A AT&T afirma que transição vai criar redes mais rápidas e mais baratas, que vão acelerar a criação de serviços aperfeiçoados de chamadas de voz e vídeo em alta definição. A telefonia com base na comutação de circuitos exige conexões ponto a ponto, separadas, para cada ligação. Como o tráfego nos sistemas baseados no protocolo de internet consiste em pequenos pacotes de dados, a AT&T poderia reduzir o número de locais onde ela libera o tráfego para outras operadoras de milhares para apenas alguns.

As mudanças também podem ajudar as operadoras a escapar da regulação que não se aplica aos concorrentes do setor de TV a cabo, que invadiram o negócio de telefonia há muito tempo.

“Nós não estamos dizendo que estamos migrando para uma zona livre de regulação”, diz Robert Quinn, diretor da AT&T para assuntos regulatórios federais.

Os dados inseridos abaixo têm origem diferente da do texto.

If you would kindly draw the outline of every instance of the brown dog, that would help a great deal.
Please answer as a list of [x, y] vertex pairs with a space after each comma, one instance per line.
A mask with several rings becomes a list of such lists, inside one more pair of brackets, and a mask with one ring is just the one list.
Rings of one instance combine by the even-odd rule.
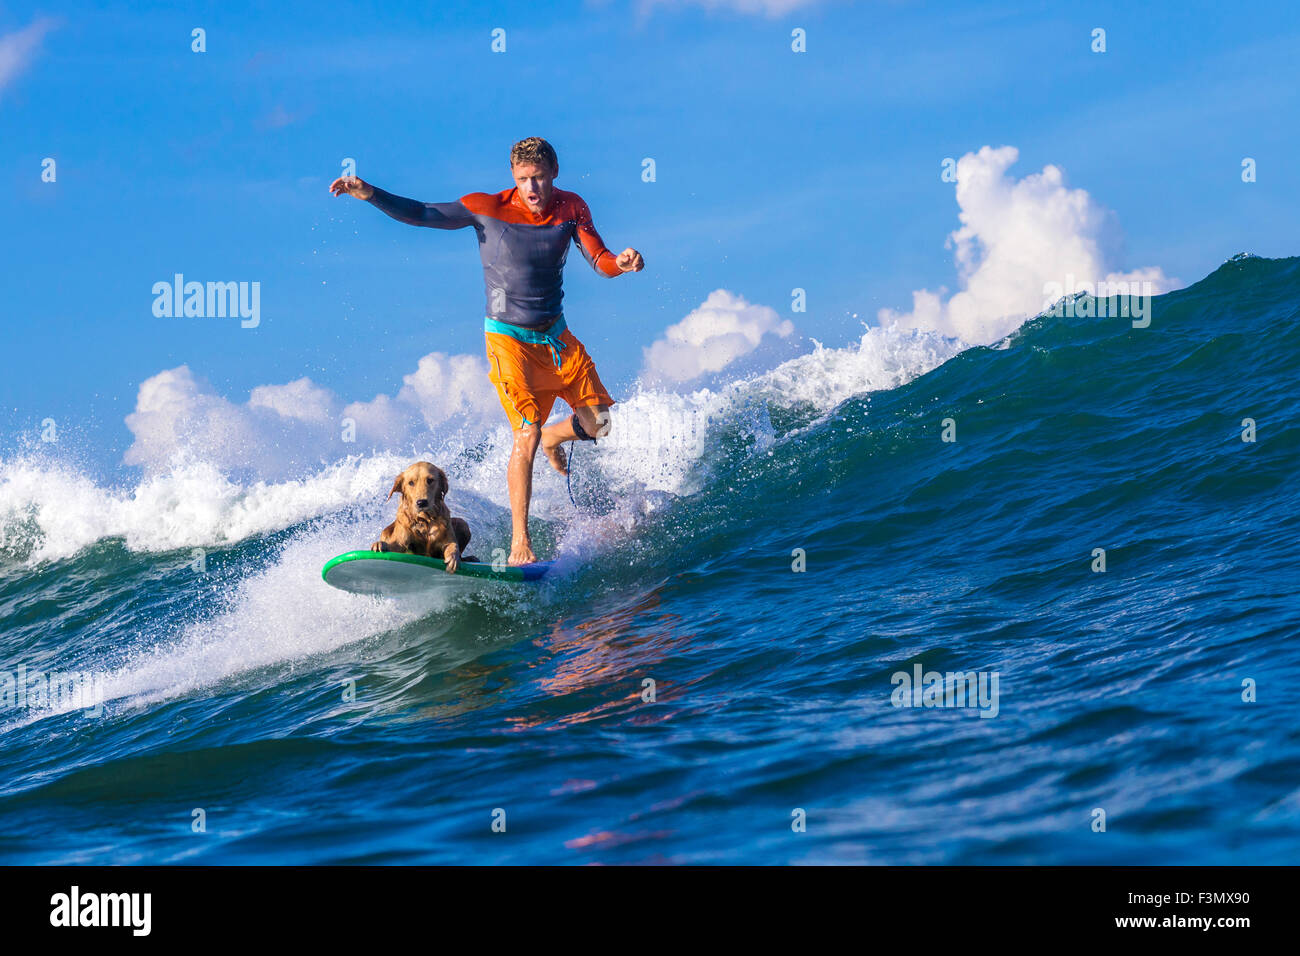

Segundo ele, o objetivo dos testes para eliminar os telefones fixos tradicionais é determinar quais regulações são necessárias.

Sobre os rivais menores que dependem das redes das grandes operadoras, David Young, diretor de assuntos regulatórios federais da Verizon, diz que eles “tiveram uma década para se preparar para isso”.

No início dos anos 2000, a FCC decidiu abrandar as regras para os serviços de internet de banda larga. A agência, por exemplo, isentou as empresas de regras que exigiam que elas vendessem espaço em suas redes de fibra óptica e baseadas em protocolo de internet para outras empresas a preços regulados. Isso incentivou operadoras como a AT&T e a Verizon a desenvolver conexões de internet mais rápidas.

Operadoras de telefonia e provedores de serviços de internet de menor porte afirmam que não é justo que a AT&T e a Verizon escapem da supervisão dos reguladores porque estão migrando para um tipo diferente de rede. Essas firmas dependem do acesso à infraestrutura das grandes telefônicas para oferecer seus serviços – e temem a ameaça que a desativação da rede tradicional representa. Elas dizem que isso poderia diminuir a concorrência e elevar o custo dos consumidores.

Por anos, as operadoras americanas fecharam acordos de interconexão com base em um conjunto de preços regulados. O governo é autorizado a intervir se não houver acordo nas negociações. Agora, as grandes telefônicas sugerem que as outras operadoras devem fechar acordos de interconexão nas mesas de negociação, como já fazem com o tráfego de dados sem fio.

Com informações de The Wall Street Journal.